Of the tabs presently open, about half are new in the last 24 hours. Chrome's chrome://history/ page only lets me page back through 450 items chronologically, which is about a third of my average daily usage.
I've tried a number of tools to collect links in — bookmarks, social bookmarks, Google Docs, Google Wave, etc., but I always end up falling back to tabs because I'm already using them anyway! I'm currently giving the Chrome/GDocs bookmark syncing a shot for things that are 'out of mind'.
Do you only have one computer? Is it a notebook or desktop? It's hard for me to relate to these kind of use cases, because I use many computers, several of which are notebooks. I could never use a workflow like you because I'd always be losing all that state.
Thats similar to how I do it. I have a virtual desktop for every task (with desktop 1 being my things without tasks/screwing around group), with at least one Firefox window open in every desktop....
Then, I have a Firefox window open for every subtask[1], which for example, could be a window full of documentation tabs, a window full of more documentation tabs for a different thing, and then a window full of even more documentation tabs for a third thing, all next to Eclipse, with a few vims open too for stuff I dont want open in Eclipse.
[1] I've actually started consolidating sub-task windows into tab groups inside Panorama/Eyecandy so its just one window per task. Control-space to bring up the local tab groups is very nifty.
I can believe you'd want 100+ tabs open, but I can't believe that flash wouldn't have forced a crash with even a dozen long running instances, unless you have the build with the new integrated flash plugin.
This isn't a problem with 150 tabs. An example of this problem is the firefox GWT developer mode plugin. When your app is compiling in this mode, which can take upwards of 30 seconds, the entire browser, including all tabs and windows, locks up. If for some reason the plugin screws up, you have to kill and restart the entire browser.
The beat detection section was most interesting to me, as I spent a lot of time trying (and mostly failing) to do reliable beat detection when I was in high school for an XMMS plugin. It amazes me that this is now possible in a web browser.
It'd be nice if one of the JS benchmarks actually POST'd the results back to the server, with current browser, and had a UI that allowed comparing the results for different browsers on different tests.

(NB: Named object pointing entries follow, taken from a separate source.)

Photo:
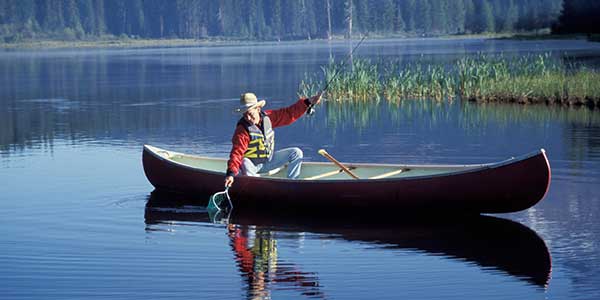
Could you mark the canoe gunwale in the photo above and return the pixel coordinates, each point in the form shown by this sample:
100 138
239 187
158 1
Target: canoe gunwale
465 169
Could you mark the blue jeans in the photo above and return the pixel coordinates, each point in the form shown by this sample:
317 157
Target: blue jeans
291 156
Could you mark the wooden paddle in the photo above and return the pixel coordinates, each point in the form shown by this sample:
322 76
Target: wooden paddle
339 164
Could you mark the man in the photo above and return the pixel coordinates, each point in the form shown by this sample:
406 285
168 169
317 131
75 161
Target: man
254 139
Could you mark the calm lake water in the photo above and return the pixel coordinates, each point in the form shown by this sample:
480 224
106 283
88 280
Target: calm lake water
78 218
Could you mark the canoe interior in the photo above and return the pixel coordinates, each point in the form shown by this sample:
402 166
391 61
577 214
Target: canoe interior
317 170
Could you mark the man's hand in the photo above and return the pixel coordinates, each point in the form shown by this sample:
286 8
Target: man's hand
228 181
314 100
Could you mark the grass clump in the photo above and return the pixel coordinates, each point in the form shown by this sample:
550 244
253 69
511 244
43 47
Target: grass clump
481 78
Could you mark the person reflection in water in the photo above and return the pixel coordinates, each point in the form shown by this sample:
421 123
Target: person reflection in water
257 259
253 149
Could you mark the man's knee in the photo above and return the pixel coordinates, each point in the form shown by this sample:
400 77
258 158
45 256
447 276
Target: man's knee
248 168
296 154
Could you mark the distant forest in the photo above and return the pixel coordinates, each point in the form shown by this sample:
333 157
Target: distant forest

Both Kraken and Sunspider provide results in a form that you can copy and paste, and a UI for comparing results from different browsers. (But they don't let you view results from previous users, which I guess might be what you're asking for.)
Also, given the number of 'fans' on the Internet, I suspect that such a tool would have serious issues with users tweaking the benchmark and uploading fake data.
What's probably more interesting is the order of other browsers (for which this benchmark should be less tuned) - again Opera performed very well (and better than Chrome).